Officials are scrutinizing whether the movement of staff and know‑how out of China and the later transfer of corporate control to a U.S. firm should have required an export licence. If Chinese authorities conclude that export‑control rules applied and that a licence was required, they could in principle use that legal route to influence the transaction’s outcome. In extreme scenarios, retrospective licence requirements can be used to condition, unwind, or block transfers, although the sources cautioned that no such enforcement step had been reported.

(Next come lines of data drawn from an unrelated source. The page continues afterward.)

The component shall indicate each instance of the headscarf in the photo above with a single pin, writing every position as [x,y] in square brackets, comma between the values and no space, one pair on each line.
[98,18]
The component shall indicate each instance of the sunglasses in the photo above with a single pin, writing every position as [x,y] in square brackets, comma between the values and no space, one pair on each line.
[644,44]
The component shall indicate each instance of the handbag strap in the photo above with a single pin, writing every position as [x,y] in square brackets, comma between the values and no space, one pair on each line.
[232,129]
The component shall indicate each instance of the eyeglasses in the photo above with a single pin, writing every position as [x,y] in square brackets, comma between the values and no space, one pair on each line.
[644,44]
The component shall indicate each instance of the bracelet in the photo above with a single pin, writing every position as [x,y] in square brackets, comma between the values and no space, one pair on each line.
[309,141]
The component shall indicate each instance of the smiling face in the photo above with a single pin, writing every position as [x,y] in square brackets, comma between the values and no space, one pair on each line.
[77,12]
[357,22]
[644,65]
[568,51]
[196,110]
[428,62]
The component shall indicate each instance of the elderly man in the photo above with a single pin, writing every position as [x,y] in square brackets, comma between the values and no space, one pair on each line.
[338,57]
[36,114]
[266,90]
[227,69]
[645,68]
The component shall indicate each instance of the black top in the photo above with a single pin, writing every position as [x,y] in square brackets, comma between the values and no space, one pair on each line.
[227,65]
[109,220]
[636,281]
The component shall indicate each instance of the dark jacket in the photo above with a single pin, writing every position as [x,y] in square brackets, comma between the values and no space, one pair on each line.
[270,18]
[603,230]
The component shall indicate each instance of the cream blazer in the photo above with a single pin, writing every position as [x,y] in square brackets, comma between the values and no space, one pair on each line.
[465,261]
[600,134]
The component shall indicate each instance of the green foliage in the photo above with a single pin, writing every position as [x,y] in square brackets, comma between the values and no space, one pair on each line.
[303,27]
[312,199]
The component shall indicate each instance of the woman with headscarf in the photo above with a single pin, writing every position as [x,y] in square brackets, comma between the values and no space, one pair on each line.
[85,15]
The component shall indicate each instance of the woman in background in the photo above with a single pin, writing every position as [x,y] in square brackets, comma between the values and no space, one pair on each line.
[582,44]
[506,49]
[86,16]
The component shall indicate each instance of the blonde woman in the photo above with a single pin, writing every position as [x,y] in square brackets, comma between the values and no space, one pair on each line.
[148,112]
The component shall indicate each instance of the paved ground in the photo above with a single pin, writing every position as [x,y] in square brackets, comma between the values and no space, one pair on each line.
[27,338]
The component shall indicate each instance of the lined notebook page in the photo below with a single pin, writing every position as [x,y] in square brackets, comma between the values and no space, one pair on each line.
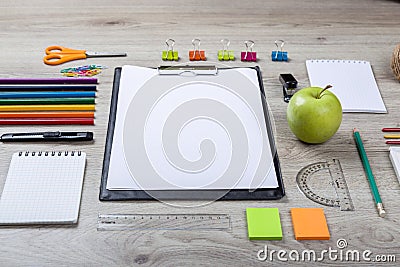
[353,83]
[43,188]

The preliminary review highlights the growing regulatory risks for international technology deals, particularly those involving advanced AI. Over the past several years Beijing has expanded its export‑control framework to cover a broader set of dual‑use technologies and tightened scrutiny of cross‑border movements of talent and intellectual property. For multinational corporations and venture investors, the Manus case emphasizes the legal and geopolitical complexities of structuring acquisitions when founding teams, research staff, and codebases have traversed national boundaries.

Meta and Manus did not immediately respond to requests for comment. The commerce ministry has not announced a formal investigation or provided public details on legal grounds or timelines for any determination. The account of the review was based on two people familiar with the matter and had not been independently verified at the time it surfaced.
Uncertainties remain about how Chinese jurisdiction will be applied to a company that now operates from Singapore but has origins and prior activity in China, and whether regulators will view the relocation as a sufficient safeguard against export‑control obligations. The outcome of this review could set an early test case for how authorities handle high‑profile AI transactions and may influence how companies plan future cross‑border moves of personnel, data, and algorithms in a more contested tech landscape.